My then-15 year old daughter surprised me a few years ago. We had just pulled up to the house. Instead of opening the car door, she put on Led Zeppelin I and we sat in the car listening to the entire album together. I honestly think that was the first time in her life that she put on an entire album to listen to.

And she did appreciate what an experience it was - like watching a movie when all you've ever seen were Youtube Shorts, or like reading a novel when all you've ever read were memes.

Most good albums have one song that was never released as a single, that’s just for the fans. So even beyond the “story” the album contaminates, they miss important chapters.

Anyone who talks about Tears for Fears, a side conversation about The Working Hour will start. Throwing Copper had five or six singles released over almost three years, but Pillar of Davidson is still my favorite song from that album, and one of my favorites overall. I could listen to Kashmir or PoD in much the same mood. They just build and build.

It would be similar to Patreon content today (though writers with Patreon or magazine articles often release collections later that have all of the rarer content. Martha Wells is the first to spring to my mind, and Naomi Novik for another)

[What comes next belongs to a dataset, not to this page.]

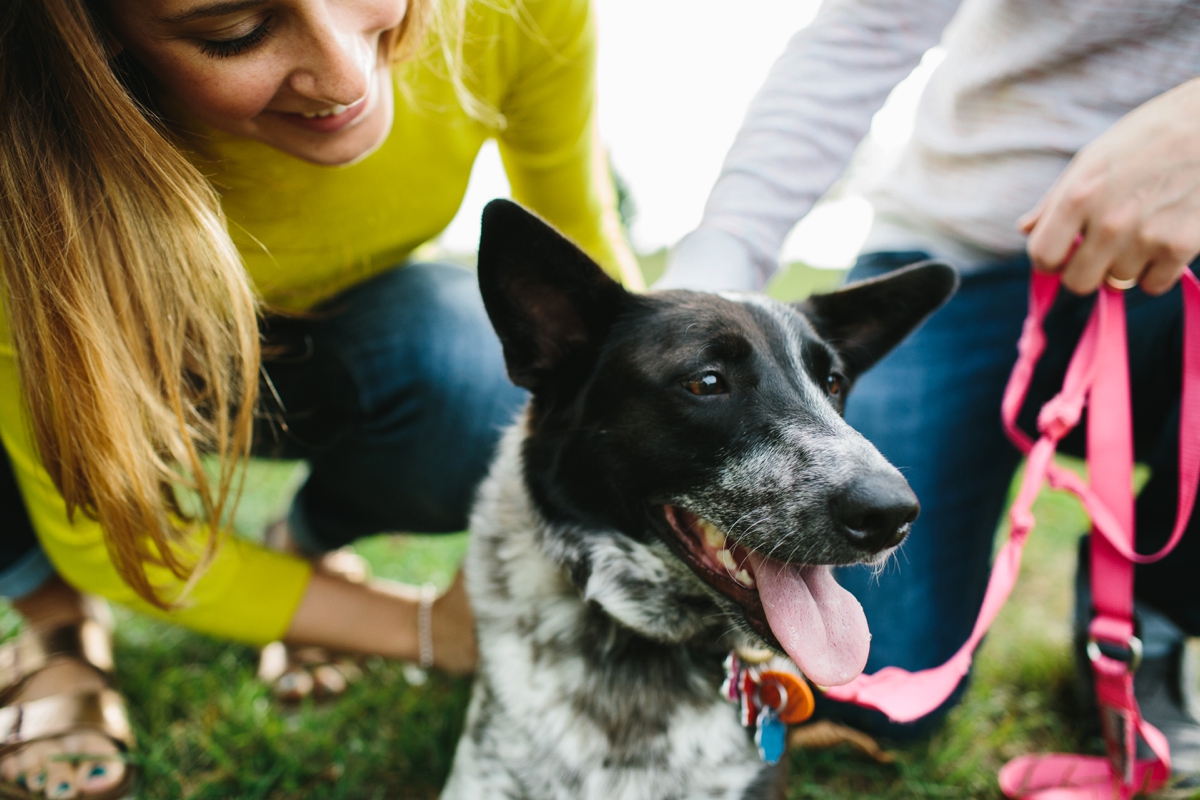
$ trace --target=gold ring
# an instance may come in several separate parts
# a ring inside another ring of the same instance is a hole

For me that's very often the 7th song on an LP and usually starts its second side
Wow, I remember noticing this same thing back when I was exploring a lot of different artists. On streaming sites often a bands top songs will be ones that came out recently, or a collab they did with a more popular band, or a track that for whatever reason appealed to a wider audience. But those aren’t what you really want to hear if you’re trying to decide if you like that band. My strategy would instead be to go find either the bands earliest studio album or the oldest album that is well represented in their top tracks and skip to track 7. I never thought about why, but it definitely works.
> One of the things I miss from the pre-streaming era is that “nobody” listens to whole albums at a time anymore

I’ve been looking forward to finding out how Aphex Twin has built projects around the streaming format. It may take many more years and releases until someone finds out something like the ten seconds from 0:30-0:40 on all his tracks work when randomly played together in any order, or something along those line.

Alphaville's second album Afternoons in Utopia starts with quiet muffled word "night", then followed by few seconds of silence and then first song called IAO starts. The last song on that album is about Lady Bright:

    There was a young lady named Bright
    Who's speed was much faster, much faster than light
    She departed one day
    In a relative way
    And returned on the previous...
The first words on Pink Floyd’s The Wall are “… we came in?”. The last words on the album are “Isn’t this where …”.
Dream Theater has a string of 4 albums (over 6 years) in which each album starts with the soundscape from the end of the previous album. The last album in the cycle, Octavarium, musically and thematically finishes in a loop, connecting the end of the last song to the beginning of the first.
If memory serves, I believe record players that could flip the records were contemporary to the release of The Wall. My parents didn’t have a flipper but they had a player that could play a stack of records and The Wall was the first or second LP try bought to play on it.

That definitely works on an auto reversing tape deck, which it looks like existed for fifteen years prior.

Sharp made an auto-reversing turntable, it played both sides, front-loaded like a CD player. I have never seen one, despite being an old guy who is of that era. There were but a handful of turntables that could do this, so that’s a lot of production effort for a joke but a few were equipped to get.

There were a lot of eight tracks during that time, though, so sibling comment is more likely correct.

It is more likely a gimmick for the 8-track release.
The Wall is a double album though.
It's a nice coincidence but I doubt it was intentional or even subconscious - The Wall was released in 1979, when casette tapes were only just starting to become popular (it was the same year as the first Walkman was released, which contributed hugely to their growth). The vast majority of record sales were vinyl and most bands would be concentrating on that format.